Dalea tomentosa var. mota


Rupert C. Barneby

101c.  Dalea tomentosa (Cavanilles) Willdenow var. mota Barneby

(Plate XCIV)

Up to 1-1.2 m tall, the virgate, purplish, shaggy-pilosulous stems branching distally into a relatively few-headed and open panicle of subglobose or shortly and plumply oblong spikes, these broad in context of the species, short secondary branchlets developing, if at all, only late in the season; bracts and calyx densely silky-barbate throughout; flowers in the size-range of var. tomentosa; calyx 4-4.3 mm, the tube 2-2.4 mm, the dorsal tooth 1.6-1.8 mm long; banner 3.7-4.6 mm long; keel 4.5-5.1 mm long, the claw 1.7 mm, the blades 2.9-3.4 mm long, 1.8-2 mm wide; androecium 5-5.5 mm long, bearing the epistemonous petals at points 1.3-1.7 mm above hypanthium. — Collections: 5 (o).

Arid or sometimes moist rocky hillsides in oak-pine and oak-madrono woodland, sometimes on limestone, 1200-1740 m (4000- 5800 ft), local, w. slope of Sierra Madre Occidental in s. Sonora (Sas. Charuco and Saguaribo and vicinity, on Rio Mayo) and n. Sinaloa (Sa. Surutato).— Flowering late October to March. —Material: Sonora. Alamos: Canelas, Gentry 2021 (F, GH); Curohui, Rio Mayo, Gentry 2143 (ARIZ, F, K, MEXU, UC). Sinaloa. Sinaloa de Leyva: n.-w. of Los Omos, Breedlove & Kawahara 17,080 (NY). Badiraguato: Los Ornos, Breedlove & Kawahara 16,806 (NY).

Dalea tomentosa (Cav.) Willd. var. mota (the vernacular name) Barneby, var. nov., quoad florum magnitudinem coloremque cum var. tomentosa congruens sed panicula pauci-capitata aperte corymboso-cymosa nec thyrsiformi, spicis latiusculis 10-12 (nec ±7-9) mm diam., et praesertim calyce toto longe densissime barbato-piloso, pilis sericeis saltern 1 mm longis absimilis. — Sinaloa.
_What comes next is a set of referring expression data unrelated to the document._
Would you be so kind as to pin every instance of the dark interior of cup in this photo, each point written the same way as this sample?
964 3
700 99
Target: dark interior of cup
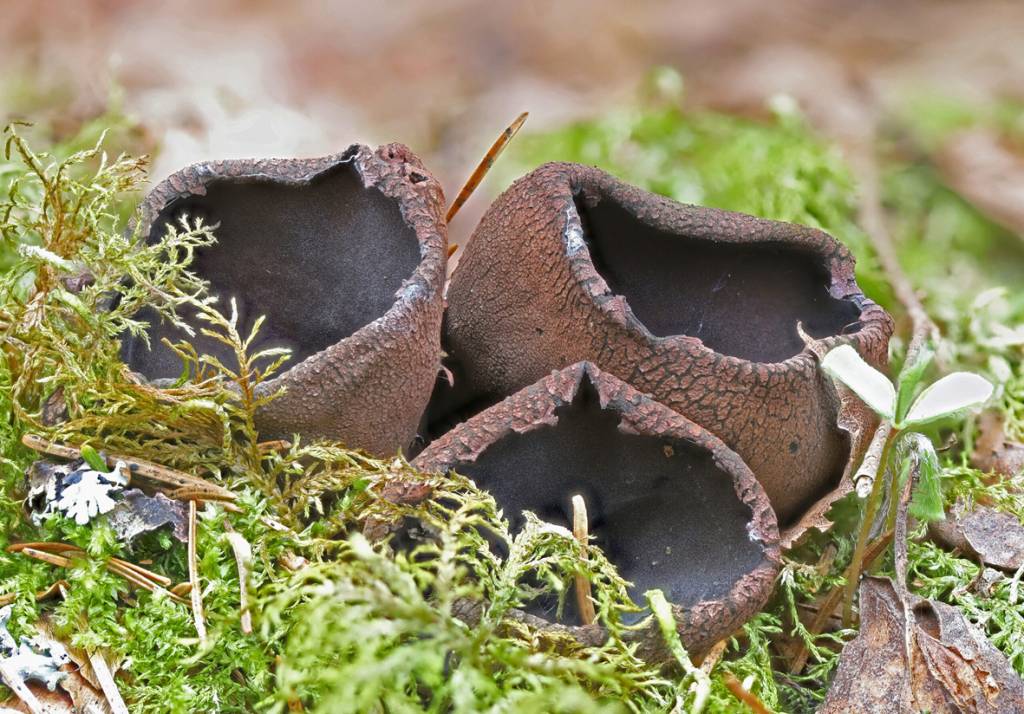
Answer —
659 509
320 259
741 300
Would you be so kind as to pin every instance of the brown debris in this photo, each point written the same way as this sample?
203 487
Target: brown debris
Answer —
992 452
986 171
61 554
994 537
138 513
914 655
136 467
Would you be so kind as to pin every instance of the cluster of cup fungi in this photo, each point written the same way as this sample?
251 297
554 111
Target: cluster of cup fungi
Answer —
642 370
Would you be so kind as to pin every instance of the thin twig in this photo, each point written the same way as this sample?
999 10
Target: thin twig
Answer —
744 696
856 565
872 219
833 599
107 683
10 677
57 587
581 531
714 655
485 163
197 592
243 557
51 552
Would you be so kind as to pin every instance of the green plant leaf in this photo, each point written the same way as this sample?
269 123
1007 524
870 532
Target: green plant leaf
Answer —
908 379
926 503
845 365
93 458
952 393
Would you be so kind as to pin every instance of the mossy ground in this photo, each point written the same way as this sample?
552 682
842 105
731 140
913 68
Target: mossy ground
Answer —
360 628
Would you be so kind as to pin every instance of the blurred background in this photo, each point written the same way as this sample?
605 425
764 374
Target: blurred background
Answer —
209 79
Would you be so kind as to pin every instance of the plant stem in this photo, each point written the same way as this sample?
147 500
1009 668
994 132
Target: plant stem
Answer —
870 509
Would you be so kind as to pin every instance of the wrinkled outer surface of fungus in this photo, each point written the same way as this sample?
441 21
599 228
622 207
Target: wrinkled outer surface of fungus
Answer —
669 503
345 255
696 306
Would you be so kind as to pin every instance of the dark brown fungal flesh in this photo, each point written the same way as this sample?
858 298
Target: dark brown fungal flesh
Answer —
345 256
696 306
667 501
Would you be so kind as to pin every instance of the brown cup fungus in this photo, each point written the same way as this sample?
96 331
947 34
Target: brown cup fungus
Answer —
345 255
668 502
717 315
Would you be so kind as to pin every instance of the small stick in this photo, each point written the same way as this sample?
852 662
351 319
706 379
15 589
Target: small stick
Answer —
581 532
197 593
107 683
243 557
150 575
14 682
714 656
140 467
275 445
52 547
485 163
832 601
58 560
744 696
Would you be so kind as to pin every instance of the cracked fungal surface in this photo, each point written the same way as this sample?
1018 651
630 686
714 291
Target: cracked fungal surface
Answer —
740 300
345 256
696 306
667 501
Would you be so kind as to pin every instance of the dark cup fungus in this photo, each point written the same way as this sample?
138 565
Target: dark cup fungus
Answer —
668 502
716 315
345 255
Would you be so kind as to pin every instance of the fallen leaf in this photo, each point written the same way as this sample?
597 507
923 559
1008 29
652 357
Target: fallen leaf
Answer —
992 452
996 538
988 173
914 655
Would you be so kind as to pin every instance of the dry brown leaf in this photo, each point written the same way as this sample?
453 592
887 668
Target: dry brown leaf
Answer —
987 172
914 655
994 537
992 453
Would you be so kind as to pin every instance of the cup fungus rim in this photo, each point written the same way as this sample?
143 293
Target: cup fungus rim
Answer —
534 408
835 259
392 169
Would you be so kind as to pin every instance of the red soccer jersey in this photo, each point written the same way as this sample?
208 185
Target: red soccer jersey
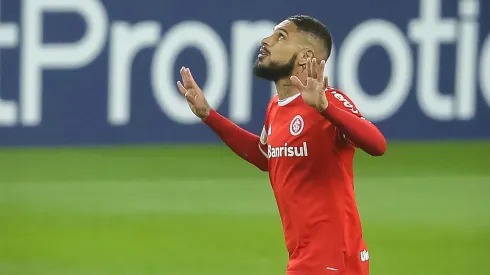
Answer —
310 165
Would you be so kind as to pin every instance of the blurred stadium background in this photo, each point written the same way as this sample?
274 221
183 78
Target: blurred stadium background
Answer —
104 170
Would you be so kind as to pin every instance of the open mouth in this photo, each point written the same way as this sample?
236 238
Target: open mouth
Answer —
263 52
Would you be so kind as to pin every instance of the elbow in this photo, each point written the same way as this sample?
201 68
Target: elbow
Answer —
379 149
264 168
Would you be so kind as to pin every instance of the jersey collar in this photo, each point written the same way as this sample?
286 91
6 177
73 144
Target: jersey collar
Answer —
287 100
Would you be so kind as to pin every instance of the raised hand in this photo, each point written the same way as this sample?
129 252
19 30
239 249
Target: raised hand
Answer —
194 95
313 92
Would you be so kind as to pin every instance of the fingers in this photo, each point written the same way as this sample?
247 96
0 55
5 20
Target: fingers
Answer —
309 67
188 94
320 71
182 89
187 78
297 83
314 68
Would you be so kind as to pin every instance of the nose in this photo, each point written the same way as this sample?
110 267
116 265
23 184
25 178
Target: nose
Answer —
266 41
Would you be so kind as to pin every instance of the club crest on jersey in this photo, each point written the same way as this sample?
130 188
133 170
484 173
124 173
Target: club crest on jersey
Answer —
297 125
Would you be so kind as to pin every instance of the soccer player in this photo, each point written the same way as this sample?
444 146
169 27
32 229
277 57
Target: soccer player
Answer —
311 132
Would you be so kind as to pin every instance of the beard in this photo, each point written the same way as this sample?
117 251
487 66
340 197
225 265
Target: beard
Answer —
275 71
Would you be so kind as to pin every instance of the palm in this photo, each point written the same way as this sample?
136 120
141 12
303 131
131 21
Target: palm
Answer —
313 92
194 95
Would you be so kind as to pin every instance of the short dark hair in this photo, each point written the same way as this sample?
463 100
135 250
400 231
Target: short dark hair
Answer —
313 26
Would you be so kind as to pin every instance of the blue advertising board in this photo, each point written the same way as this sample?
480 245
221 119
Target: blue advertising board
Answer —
104 71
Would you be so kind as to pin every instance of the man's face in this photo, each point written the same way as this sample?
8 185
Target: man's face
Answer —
278 54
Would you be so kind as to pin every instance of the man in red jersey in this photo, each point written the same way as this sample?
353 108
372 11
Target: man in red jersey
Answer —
307 146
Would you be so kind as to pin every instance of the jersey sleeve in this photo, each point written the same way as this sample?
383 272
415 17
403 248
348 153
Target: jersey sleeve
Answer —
265 130
342 101
352 127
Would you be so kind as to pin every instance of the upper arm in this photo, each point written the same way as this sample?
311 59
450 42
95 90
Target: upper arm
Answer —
263 142
342 101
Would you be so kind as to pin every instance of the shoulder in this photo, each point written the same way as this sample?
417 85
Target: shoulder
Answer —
272 102
337 95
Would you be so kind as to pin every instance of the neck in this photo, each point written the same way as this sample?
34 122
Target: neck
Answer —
285 89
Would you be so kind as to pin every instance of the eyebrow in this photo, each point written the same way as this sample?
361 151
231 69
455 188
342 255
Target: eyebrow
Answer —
284 30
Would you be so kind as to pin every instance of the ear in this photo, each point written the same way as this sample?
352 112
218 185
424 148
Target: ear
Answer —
304 55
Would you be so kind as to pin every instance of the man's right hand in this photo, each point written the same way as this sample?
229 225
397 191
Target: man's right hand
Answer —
194 95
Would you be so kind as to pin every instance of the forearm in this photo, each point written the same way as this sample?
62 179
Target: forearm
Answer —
240 141
361 132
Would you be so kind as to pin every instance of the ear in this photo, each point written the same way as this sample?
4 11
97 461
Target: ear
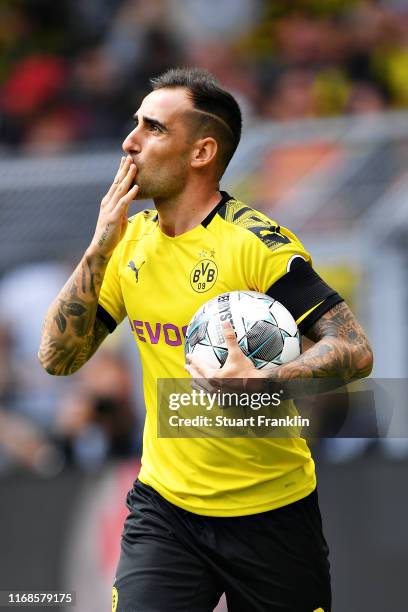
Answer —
204 152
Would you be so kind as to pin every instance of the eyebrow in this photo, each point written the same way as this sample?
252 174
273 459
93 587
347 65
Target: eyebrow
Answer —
151 121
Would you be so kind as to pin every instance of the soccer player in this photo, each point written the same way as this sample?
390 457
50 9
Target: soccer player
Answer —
206 515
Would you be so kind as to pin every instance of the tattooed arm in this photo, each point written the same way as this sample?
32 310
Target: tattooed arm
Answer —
341 351
71 333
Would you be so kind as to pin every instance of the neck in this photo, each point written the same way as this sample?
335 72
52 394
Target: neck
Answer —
186 210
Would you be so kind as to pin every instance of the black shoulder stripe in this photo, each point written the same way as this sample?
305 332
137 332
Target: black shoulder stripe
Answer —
225 197
106 318
301 289
318 312
270 236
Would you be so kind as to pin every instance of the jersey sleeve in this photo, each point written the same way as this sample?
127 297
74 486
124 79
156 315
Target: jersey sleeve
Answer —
111 307
283 270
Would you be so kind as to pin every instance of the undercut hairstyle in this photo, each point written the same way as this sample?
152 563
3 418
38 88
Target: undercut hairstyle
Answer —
216 112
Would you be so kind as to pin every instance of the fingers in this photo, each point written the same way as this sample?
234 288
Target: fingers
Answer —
123 179
230 339
123 204
117 178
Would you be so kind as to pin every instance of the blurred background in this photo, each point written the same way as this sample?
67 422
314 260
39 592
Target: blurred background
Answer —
324 91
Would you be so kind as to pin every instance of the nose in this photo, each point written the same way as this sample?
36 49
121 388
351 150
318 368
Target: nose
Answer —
131 143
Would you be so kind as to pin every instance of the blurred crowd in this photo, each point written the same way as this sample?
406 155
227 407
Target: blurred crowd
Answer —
73 72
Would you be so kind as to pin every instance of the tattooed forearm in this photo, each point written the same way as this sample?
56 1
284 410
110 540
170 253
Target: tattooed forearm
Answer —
71 334
341 351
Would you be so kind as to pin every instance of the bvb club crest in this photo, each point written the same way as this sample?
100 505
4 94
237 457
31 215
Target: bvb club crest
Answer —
204 274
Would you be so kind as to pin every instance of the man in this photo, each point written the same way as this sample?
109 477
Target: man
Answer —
207 516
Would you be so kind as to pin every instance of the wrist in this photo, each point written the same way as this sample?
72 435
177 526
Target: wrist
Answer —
94 253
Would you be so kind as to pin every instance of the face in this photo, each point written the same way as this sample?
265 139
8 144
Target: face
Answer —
160 144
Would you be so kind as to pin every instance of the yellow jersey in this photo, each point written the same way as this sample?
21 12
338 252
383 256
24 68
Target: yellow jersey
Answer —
158 282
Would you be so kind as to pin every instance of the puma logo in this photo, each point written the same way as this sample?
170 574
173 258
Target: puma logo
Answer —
133 267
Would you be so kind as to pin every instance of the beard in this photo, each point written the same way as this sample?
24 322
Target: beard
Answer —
159 184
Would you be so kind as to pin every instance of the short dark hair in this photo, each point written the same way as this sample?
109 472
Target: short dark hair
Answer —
221 116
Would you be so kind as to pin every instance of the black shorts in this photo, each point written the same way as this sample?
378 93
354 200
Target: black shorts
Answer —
173 560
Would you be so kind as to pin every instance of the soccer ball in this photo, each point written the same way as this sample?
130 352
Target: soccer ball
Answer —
266 331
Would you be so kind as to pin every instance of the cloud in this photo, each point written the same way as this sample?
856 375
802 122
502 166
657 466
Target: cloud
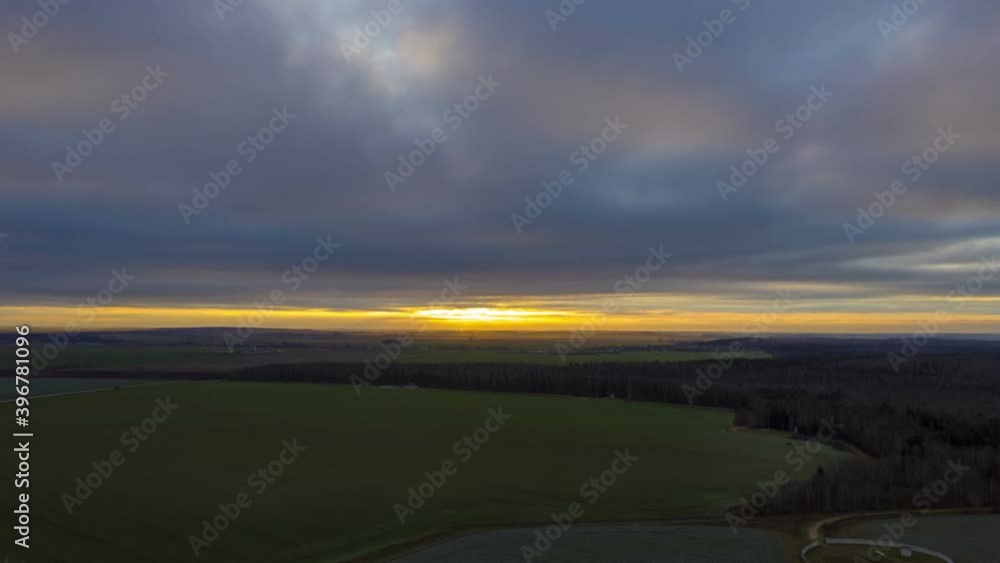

Badiraguato: open calcareous slopes in oak forest, 4000 ft., Tierra Blanca, March 4, 1940, Howard Scott Gentry 5804. — Holotypus, NY; isotypi, ARIZ, MICH.

The cited collection from Curohui, Sonora, dating back to 1935, was examined by Standley and annotated as representing a new species. The name was left unpublished, but the epithet mota, heard in Sonora by Gentry, is appropriately taken up even if at a lower taxonomic level. Gentry’s collections were all distributed as D. tomentosa with mark of interrogation, expressing the affinity of the plant and recognition of its distinctness On account of the relatively few and plumply oblong or subglobose flower-spikes arranged in an open panicle rather than a narrow thyrse, var. mota is immediately distinguishable from var. tomentosa, but there seem to be no solid differential characters in the flower or foliage. Shorn of its beautiful silky-barbate vesture the calyx of var. mota is essentially like that of var. tomentosa. Furthermore, late in the year’s growth-cycle some short leafy branchlets are developed below the primary panicle, these closely resembling the short- shoots in the thyrse of var. tomentosa and var. psoraleoides. It is noteworthy that the last- named occurs shortly southward from Sierra Surutato on the main range of Sierra Madre east of Mazatlan, whereas var. tomentosa, which it more closely resembles in size and coloring of the flowers, is not known from north of Tepic in Nayarit. Thus var. mota is greatly isolated from the aspect of D. tomentosa to which it appears most nearly related. The dense silvery pubescence of the leaves somewhat suggests the kindred D. greggii but the whole habit of the plant is so different that a genuinely close relationship seems unlikely.

References: [Article] Barneby, Rupert C. 1977. Daleae Imagines, an illustrated revision of Errazurizia Philippi, Psorothamnus Rydberg, Marine Liebmann, and Dalea Lucanus emen. Barneby, including all species of Leguminosae tribe Amorpheae Borissova ever referred to Dalea. Mem. New York Bot. Gard. 27: 1-892.